Looked at objectively, however, the recent vitality of art should be seen in a positive light. Art is a form of enquiry, not a style or monetary investment. And when compared to the fate of other forms of modernist experimentation with which it shares origins–music and literature, for instance–visual art is thriving. It is a discipline that continues to find possible answers to questions that were posed over 100 years ago.
The audience for art is growing. Arguably, this is because of the myriad ways contemporary practice incorporates real world elements–including, in some cases, its audience–into itself. Although it still requires specialized knowledge to appreciate, contemporary art keeps pace with trends in our wider culture; a high-low dichotomy no longer applies.
There are a number of reasons for this push towards accessibility, among them the de-skilling of art practice, combined with an open-ended attitude about what can be art–both of which have deep roots in the philosophical questions past practitioners have asked.
A likely third factor is an anxiety on the part of practitioners about art’s relevance when compared to the sheer desirability of more commercial art forms, such as pop music and television.
An unintended consequence of this democratization is the loss of the allure that elitism once provided. Feelings of gloom about the art world can probably be calculated in inverse proportion to a loss of authority (real or imagined) on the part of those who are espousing them. Popularity always breeds a certain amount of resentment.
A related issue derives from the discipline-specific competence art now requires of artists that is not necessarily related to traditional notions of craft or skill–resulting in a widespread plausibility of a range of artistic practices with a concomitant relativisation of value.
It’s a multi-polar art world, in other words, and not everybody is happy about it. All this is just to say that art practice is undergoing the same process of fragmentation and de-hierarchization as are other precincts of culture, a phenomenon that is technological and economic in origin.
A reflection of this can be found in a recent trend in major art exhibitions: a deemphasis on art stars. This tendency, evident at last summer’s Documenta 12, and, more recently, the 5th Berlin Biennial, can be understood as a defensive position taken against a booming and overheated art market.
At these events in Kassel and Berlin, a curatorial resistance against an apparent status quo helped initiate particularized conversations about art. Both shows presented a disparate range of artists pursuing diverse lines of artistic enquiry, all relatively accessible and all equally valid. The net effect was, however, of a vast playing field of possibility upon which points of access and points of interest were somehow two different things.
This issue of Art Journal, The Art System, addresses the structural aspects of art as a discipline and as an industry, and is comprised of examples from the broad spectrum of languages used to discuss art activity today, from news reports to highly speculative theoretical texts.
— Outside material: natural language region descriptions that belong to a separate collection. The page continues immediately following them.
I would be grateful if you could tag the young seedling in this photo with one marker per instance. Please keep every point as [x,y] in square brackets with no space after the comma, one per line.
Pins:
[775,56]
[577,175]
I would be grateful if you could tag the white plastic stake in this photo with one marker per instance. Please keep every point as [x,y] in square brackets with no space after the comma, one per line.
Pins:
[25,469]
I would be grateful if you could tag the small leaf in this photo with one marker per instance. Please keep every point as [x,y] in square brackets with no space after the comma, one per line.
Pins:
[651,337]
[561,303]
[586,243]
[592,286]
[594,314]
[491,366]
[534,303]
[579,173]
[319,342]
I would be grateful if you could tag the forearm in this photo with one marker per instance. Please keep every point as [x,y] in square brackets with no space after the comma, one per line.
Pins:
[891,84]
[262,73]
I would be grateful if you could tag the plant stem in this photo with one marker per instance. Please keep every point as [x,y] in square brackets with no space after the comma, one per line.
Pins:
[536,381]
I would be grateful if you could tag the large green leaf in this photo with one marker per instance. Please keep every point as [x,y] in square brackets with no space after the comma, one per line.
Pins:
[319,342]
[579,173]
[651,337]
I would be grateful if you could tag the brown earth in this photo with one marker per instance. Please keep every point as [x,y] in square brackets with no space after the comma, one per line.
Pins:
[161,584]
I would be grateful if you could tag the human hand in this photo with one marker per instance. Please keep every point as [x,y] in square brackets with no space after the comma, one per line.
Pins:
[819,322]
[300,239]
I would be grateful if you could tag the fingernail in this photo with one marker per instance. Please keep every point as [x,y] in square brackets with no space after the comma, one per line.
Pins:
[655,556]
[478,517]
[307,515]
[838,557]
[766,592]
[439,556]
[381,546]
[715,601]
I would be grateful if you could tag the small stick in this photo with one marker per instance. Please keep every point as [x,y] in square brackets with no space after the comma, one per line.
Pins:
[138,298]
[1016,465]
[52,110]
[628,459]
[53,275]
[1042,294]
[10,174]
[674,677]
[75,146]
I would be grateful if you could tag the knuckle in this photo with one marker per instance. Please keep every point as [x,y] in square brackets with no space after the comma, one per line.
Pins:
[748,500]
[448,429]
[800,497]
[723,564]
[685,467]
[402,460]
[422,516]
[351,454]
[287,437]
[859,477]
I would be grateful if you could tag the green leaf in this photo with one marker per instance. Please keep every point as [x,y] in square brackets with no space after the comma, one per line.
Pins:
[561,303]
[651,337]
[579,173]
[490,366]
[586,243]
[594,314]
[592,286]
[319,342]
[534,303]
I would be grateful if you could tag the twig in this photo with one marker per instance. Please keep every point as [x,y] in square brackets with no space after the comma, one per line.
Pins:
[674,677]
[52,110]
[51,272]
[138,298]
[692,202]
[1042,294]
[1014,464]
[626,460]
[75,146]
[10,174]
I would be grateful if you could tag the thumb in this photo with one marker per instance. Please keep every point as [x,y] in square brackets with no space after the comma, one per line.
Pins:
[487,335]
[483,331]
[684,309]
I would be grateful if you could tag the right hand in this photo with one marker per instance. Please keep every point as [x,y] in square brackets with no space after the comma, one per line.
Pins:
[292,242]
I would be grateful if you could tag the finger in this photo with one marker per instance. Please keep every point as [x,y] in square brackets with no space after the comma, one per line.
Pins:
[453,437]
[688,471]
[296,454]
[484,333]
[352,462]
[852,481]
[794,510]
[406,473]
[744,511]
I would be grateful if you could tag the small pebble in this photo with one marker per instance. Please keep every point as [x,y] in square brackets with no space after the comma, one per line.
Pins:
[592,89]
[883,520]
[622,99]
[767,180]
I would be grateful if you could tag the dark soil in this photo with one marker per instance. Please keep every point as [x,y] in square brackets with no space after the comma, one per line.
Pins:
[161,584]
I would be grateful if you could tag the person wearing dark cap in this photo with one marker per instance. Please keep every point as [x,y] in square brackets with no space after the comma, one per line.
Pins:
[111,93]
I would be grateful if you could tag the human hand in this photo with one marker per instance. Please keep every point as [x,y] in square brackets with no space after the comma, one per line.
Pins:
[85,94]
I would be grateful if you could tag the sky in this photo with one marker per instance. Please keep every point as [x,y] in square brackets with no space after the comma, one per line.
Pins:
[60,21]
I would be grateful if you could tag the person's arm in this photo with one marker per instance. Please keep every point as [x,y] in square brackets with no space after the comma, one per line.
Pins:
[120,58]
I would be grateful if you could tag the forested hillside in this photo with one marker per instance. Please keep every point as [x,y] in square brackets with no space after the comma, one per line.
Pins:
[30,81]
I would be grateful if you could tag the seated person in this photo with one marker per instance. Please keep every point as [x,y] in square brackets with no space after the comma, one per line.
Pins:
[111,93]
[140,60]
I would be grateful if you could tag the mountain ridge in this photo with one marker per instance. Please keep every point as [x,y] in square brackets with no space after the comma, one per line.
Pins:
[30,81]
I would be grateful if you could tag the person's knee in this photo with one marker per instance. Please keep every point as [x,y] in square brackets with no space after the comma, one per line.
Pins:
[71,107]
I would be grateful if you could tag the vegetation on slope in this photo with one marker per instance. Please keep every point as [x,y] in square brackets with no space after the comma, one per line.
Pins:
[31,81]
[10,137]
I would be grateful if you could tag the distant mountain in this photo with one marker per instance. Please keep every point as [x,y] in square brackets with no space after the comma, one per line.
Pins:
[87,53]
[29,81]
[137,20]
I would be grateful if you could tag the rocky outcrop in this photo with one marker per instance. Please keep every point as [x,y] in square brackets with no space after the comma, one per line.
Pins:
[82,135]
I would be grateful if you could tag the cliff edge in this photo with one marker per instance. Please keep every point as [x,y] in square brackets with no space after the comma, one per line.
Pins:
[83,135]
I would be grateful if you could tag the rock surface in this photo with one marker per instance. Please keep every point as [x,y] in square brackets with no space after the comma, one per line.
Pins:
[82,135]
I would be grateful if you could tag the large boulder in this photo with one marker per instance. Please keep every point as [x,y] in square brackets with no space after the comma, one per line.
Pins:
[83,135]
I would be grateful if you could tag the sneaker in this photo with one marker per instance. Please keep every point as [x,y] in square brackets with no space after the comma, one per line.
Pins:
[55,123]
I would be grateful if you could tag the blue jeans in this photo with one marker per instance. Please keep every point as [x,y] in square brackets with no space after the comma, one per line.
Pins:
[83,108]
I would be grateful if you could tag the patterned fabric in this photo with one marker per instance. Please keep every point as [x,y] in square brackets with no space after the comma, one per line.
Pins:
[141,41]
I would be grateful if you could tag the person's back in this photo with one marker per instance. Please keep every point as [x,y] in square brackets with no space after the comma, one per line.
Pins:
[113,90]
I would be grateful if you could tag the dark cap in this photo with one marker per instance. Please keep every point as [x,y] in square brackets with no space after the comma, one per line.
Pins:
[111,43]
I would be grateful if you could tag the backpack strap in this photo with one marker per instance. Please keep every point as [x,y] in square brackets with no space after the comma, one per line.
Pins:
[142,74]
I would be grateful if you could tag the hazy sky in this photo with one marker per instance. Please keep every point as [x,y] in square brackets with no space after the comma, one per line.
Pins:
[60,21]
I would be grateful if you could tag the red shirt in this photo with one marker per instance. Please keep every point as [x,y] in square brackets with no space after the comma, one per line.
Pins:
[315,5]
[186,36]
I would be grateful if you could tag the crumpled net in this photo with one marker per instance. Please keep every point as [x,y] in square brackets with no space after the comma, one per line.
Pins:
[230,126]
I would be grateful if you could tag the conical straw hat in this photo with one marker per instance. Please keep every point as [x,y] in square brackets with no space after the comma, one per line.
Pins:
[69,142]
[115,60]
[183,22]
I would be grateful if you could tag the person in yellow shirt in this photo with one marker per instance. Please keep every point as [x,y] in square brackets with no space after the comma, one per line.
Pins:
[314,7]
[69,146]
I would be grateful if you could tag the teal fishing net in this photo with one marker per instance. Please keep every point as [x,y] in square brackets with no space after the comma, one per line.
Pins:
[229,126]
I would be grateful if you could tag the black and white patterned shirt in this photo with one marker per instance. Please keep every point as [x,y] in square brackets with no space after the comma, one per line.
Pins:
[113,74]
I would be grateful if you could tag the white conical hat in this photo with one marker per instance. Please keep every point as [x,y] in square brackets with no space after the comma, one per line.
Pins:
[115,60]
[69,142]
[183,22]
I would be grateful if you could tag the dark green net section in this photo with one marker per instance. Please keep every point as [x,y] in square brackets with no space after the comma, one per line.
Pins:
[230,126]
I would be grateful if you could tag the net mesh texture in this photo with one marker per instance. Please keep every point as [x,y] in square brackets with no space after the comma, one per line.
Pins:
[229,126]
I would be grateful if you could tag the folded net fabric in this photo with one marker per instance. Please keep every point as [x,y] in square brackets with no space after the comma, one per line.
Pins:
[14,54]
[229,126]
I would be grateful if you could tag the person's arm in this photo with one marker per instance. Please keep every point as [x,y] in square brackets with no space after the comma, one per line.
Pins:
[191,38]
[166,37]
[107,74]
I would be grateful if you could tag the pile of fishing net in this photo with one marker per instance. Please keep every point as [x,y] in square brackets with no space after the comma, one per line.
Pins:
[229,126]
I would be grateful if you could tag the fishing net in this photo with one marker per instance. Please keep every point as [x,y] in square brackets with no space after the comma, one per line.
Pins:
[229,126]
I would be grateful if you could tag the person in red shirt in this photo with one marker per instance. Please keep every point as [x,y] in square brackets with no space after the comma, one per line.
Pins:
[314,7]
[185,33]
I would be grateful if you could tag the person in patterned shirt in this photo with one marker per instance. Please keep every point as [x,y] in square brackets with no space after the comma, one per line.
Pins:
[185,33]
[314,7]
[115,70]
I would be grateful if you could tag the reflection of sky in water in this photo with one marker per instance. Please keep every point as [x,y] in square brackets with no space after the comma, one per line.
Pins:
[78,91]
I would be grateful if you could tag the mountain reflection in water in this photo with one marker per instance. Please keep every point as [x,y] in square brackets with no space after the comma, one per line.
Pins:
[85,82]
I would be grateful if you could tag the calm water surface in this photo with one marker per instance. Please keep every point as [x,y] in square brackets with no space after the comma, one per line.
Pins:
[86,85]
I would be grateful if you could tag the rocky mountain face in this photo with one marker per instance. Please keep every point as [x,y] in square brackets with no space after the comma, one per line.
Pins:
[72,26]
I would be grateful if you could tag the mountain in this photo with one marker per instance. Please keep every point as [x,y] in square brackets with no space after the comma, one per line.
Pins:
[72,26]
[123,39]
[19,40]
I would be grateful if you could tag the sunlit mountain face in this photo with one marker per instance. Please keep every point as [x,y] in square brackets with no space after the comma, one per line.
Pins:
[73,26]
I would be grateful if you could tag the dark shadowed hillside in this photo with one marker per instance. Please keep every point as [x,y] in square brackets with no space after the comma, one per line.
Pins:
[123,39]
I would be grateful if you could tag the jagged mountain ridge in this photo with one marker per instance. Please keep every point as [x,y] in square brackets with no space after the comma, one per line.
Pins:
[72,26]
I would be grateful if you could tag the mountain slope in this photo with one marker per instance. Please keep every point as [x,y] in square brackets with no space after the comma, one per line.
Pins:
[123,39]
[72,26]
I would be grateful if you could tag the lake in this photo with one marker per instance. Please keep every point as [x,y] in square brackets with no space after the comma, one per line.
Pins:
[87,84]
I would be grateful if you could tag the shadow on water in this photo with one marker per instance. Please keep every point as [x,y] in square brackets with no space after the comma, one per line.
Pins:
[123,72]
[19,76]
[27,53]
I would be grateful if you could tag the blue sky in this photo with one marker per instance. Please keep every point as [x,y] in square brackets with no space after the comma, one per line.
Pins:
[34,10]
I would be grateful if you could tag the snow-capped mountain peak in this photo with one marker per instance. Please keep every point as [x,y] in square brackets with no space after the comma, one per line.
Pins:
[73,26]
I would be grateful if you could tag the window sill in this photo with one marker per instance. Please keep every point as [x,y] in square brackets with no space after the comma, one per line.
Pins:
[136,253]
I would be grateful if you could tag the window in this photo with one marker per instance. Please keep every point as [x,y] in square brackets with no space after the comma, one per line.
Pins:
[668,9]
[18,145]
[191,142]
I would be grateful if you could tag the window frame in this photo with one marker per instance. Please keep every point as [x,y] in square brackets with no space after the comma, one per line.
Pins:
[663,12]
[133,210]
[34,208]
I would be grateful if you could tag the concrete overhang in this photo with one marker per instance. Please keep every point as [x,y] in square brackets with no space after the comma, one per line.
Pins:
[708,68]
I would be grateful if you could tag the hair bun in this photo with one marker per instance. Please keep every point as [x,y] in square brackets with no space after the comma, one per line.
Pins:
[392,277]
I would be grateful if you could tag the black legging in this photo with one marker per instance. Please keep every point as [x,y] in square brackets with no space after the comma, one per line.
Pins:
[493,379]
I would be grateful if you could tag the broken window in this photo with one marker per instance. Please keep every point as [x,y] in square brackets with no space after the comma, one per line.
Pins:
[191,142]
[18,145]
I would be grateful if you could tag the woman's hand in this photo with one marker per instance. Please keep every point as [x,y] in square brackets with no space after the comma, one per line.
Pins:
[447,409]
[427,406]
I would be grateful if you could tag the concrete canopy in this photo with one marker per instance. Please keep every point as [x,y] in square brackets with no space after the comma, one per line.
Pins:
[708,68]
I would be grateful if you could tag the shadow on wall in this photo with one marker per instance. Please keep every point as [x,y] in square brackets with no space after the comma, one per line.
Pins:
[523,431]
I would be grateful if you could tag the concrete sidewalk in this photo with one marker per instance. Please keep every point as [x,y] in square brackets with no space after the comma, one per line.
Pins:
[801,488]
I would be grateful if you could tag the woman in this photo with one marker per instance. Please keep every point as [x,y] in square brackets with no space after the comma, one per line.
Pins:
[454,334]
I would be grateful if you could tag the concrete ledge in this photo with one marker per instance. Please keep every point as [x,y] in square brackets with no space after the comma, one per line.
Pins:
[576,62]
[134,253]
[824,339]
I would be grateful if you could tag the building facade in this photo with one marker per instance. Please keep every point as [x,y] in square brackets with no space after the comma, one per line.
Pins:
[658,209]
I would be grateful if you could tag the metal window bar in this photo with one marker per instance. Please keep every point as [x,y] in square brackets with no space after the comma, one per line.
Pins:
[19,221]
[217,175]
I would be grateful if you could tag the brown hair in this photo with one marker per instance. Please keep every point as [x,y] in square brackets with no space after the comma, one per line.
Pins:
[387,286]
Chris Lloyd, an artist who devotes part of his practice to maintaining an ongoing correspondence with the Prime Minister of Canada, writes about the changing–and fast improving–climate of arts patronage in this country.
Lloyd discusses the newly established DHC/Art Foundation in Montreal, where he works as a technician, bringing to the topic the perspective of someone with extensive experience working in the artist-run sector. Lloyd’s text foregrounds the strange admixture in Canada of government support for artists and private patronage, and an underdeveloped art market, the result of which is that most artists cannot make a living wage in this country as artists. Despite promising developments like the DHC/ Art and collector Bob Rennie’s soon to be opened private gallery in Vancouver, it’s a situation that will in all likelihood continue to leave the majority of Canada’s art practitioners relatively impoverished.
Writing about the critic Hal Foster in this issue, Lydia Perovic provides historical perspective to this problem. Referring to Foster’s writings, Perovic discusses ideas about the true character of the avant-garde as it has functioned at various points in its history, and considers how these ideas might be useful when negotiating today’s hypertrophic art world.
Perovic shares with Marc James Leger, also writing in this issue, a suspicion of the neo-liberal appropriation of words like ‘creativity” In his article, Leger talks about the currently popular practice of ‘community art’ as a tendency that fosters the neutralization of activist impulse in art.
All of this begs two questions: is it possible to be prescriptive about the role of the artist in society? And has an inflated art market distorted expectations about what it means to be successful in art today?